Maybe the common factor here is not having deep/sufficient knowledge on the topic being discussed? For the article I mentioned, I feel like I was less focused on the strength of the writing and more on just understanding the content.

LLMs are very capable at simplifying concepts and meeting the reader at their level. Personally, I subscribe to the philosophy of - "if you couldn't be bothered to write it, I shouldn't bother to read it".
crakhamster01
·vor 5 Monaten·discuss
> taste scales now.

Not having taste also scales now, and the majority of people like to think they're above average.

Before AI, friction to create was an implicit filter. It meant "good ideas" were often short-lived because the individual lacked conviction. The ideas that saw the light of day were sharpened through weeks of hard consideration and at least worth a look.

Now, anyone who can form mildly coherent thoughts can ship an app. Even if there are newly empowered unicorns, rapidly shipping incredible products, what are the odds we'll find them amongst a sea of slop?
crakhamster01
·vor 6 Monaten·discuss
I think this advice is pretty apt for small to medium sized companies. We're all invested in the company succeeding, but you don't want to become known as the person that always says "no".

At large companies, I've rarely found a reason to speak out on a project. Unless it has a considerable effect on my team/work (read: peace of mind), it just doesn't make sense to be the person casting doubt. There's not much ROI for being "right".

If you manage to kill the project before it starts, no one will ever know how bad of a disaster you prevented. If the project succeeds despite your objections, you look like an idiot. And if it fails - as the author notes, that doesn't get remembered either.

As a senior IC, the only real ROI I've found in these situations is when you can have a solution handy if things fail. People love a fixer. Even if you only manage to pull this off once or twice, your perception in the org/company gets a massive boost. "Wow, so-and-so is always thinking ahead."

A basic example I saw at my last company was automated E2E testing in production. My teammate had suggested this to improve our ability to detect regressions, but it was ultimately shot down as not being worth the investment over other features.

A few months later, we had seen multiple instances of users hitting significant issues before we could catch them.
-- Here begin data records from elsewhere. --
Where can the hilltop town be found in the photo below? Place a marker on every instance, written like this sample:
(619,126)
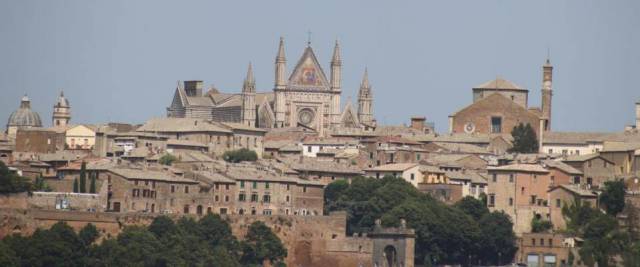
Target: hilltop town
(278,155)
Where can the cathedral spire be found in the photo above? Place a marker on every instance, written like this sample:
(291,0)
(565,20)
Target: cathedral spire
(249,81)
(336,54)
(365,80)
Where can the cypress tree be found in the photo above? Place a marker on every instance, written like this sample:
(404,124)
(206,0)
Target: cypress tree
(83,177)
(92,185)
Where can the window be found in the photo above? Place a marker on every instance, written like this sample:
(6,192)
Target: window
(496,125)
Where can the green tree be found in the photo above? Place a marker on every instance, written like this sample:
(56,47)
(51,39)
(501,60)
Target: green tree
(472,207)
(75,186)
(167,159)
(83,178)
(92,184)
(11,182)
(261,245)
(240,155)
(524,139)
(612,197)
(88,234)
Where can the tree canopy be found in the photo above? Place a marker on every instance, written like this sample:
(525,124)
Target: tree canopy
(207,242)
(460,234)
(524,139)
(240,155)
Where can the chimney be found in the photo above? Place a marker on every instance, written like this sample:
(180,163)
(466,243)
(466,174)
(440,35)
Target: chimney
(418,123)
(193,88)
(638,114)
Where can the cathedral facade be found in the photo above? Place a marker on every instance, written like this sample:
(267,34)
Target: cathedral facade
(307,98)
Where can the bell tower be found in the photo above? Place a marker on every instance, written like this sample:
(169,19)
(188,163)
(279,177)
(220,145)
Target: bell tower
(61,111)
(547,94)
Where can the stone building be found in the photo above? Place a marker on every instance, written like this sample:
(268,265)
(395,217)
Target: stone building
(499,105)
(23,118)
(595,169)
(61,112)
(307,98)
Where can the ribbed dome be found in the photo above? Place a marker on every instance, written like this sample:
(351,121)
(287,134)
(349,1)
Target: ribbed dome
(24,116)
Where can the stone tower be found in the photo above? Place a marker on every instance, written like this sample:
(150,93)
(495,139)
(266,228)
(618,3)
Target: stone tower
(336,84)
(61,111)
(638,114)
(249,99)
(280,85)
(547,93)
(365,101)
(393,247)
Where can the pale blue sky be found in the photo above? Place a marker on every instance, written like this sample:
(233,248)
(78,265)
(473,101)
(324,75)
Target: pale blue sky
(120,60)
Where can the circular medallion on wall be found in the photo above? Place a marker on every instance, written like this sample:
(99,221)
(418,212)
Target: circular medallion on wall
(305,116)
(469,127)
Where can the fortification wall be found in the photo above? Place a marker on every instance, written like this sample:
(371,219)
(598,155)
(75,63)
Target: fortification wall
(310,240)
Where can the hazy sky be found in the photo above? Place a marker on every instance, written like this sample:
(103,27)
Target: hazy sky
(120,60)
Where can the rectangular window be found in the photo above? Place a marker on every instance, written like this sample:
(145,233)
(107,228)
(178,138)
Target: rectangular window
(496,125)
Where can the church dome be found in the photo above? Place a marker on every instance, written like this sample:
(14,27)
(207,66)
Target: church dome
(24,116)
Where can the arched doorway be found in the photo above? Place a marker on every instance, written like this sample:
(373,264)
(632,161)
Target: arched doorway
(390,256)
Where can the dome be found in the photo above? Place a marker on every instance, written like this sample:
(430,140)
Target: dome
(62,101)
(24,116)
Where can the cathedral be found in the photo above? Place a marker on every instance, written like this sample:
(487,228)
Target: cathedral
(306,99)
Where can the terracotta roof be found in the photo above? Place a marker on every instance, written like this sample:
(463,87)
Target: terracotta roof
(139,174)
(520,167)
(393,167)
(576,190)
(500,83)
(562,166)
(181,125)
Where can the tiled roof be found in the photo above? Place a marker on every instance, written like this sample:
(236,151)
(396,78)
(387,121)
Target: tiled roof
(499,83)
(562,166)
(393,167)
(149,175)
(181,125)
(520,167)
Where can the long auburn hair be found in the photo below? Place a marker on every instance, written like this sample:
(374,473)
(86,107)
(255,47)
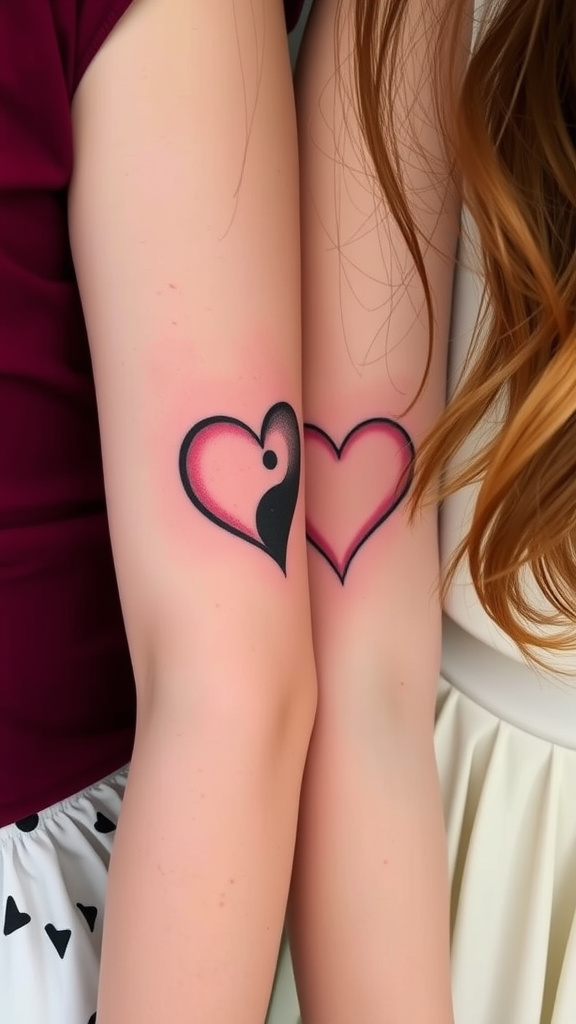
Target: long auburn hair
(510,126)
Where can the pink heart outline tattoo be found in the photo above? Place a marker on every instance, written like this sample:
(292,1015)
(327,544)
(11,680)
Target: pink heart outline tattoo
(386,504)
(269,527)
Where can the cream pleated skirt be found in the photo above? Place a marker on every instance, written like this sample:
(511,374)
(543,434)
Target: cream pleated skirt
(509,802)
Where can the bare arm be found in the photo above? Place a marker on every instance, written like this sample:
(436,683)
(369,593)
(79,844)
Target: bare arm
(184,228)
(369,919)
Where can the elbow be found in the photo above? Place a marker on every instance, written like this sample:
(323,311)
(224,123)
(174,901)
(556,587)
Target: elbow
(254,712)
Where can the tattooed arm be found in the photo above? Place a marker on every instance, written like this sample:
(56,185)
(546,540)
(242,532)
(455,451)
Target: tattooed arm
(369,907)
(184,229)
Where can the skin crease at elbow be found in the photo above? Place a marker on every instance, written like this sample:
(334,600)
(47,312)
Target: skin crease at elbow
(227,468)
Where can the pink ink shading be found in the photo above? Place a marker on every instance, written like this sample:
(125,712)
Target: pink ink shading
(394,487)
(195,469)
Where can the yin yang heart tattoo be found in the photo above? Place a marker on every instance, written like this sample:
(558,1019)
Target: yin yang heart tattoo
(245,482)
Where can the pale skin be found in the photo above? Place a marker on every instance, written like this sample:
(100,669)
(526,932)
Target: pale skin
(186,177)
(370,902)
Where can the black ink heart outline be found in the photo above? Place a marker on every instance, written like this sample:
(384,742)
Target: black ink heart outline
(338,450)
(274,520)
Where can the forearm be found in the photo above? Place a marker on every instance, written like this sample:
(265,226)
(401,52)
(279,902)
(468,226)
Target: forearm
(202,864)
(369,907)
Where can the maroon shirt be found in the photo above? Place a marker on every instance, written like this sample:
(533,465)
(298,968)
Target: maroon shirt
(67,693)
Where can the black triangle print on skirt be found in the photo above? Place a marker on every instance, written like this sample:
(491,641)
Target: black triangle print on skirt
(89,913)
(14,919)
(104,824)
(59,939)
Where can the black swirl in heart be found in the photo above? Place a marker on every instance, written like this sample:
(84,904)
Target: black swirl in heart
(227,470)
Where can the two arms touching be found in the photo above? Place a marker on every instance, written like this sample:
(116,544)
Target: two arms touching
(184,214)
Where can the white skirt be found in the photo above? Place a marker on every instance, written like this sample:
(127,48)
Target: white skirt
(53,868)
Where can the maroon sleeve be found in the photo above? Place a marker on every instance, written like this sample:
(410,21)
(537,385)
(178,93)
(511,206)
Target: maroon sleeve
(96,18)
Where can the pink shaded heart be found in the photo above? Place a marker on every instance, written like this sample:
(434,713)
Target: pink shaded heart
(353,488)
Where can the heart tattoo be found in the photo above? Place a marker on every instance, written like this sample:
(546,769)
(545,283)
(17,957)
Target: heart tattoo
(227,470)
(355,487)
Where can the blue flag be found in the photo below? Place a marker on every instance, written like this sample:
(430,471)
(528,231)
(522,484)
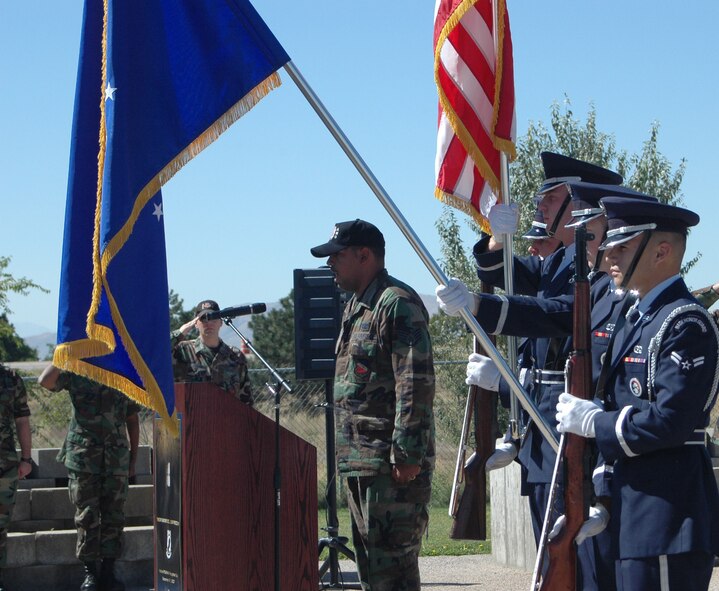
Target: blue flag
(158,81)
My teammate was able to whip out the test framework they had been building on the side, and was immediately showered with praise/organizational support (and I'm sure a great review as well).
crakhamster01
·vor 6 Monaten·discuss
I feel like both of these examples are insights that won't be relevant in a year.

I agree that CC becoming omniscient is science fiction, but the goal of these interfaces is to make LLM-based coding more accessible. Any strategies we adopt to mitigate bad outcomes are destined to become part of the platform, no?

I've been coding with LLMs for maybe 3 years now. Obviously a dev who's experienced with the tools will be more adept than one who's not, but if someone started using CC today, I don't think it would take them anywhere near that time to get to a similar level of competency.
crakhamster01
·vor 8 Monaten·discuss
It's funny that you mention moving outside the city when Zohran's tax plan is centered on bringing the corporate tax rate in-line with our neighboring state.

I'll also caveat that any parallels you might see in Seattle don't really apply to NYC. Besides the low car ownership rates, wealthy individuals choose to in NYC for it's convenience and culture, which really are unique in the US.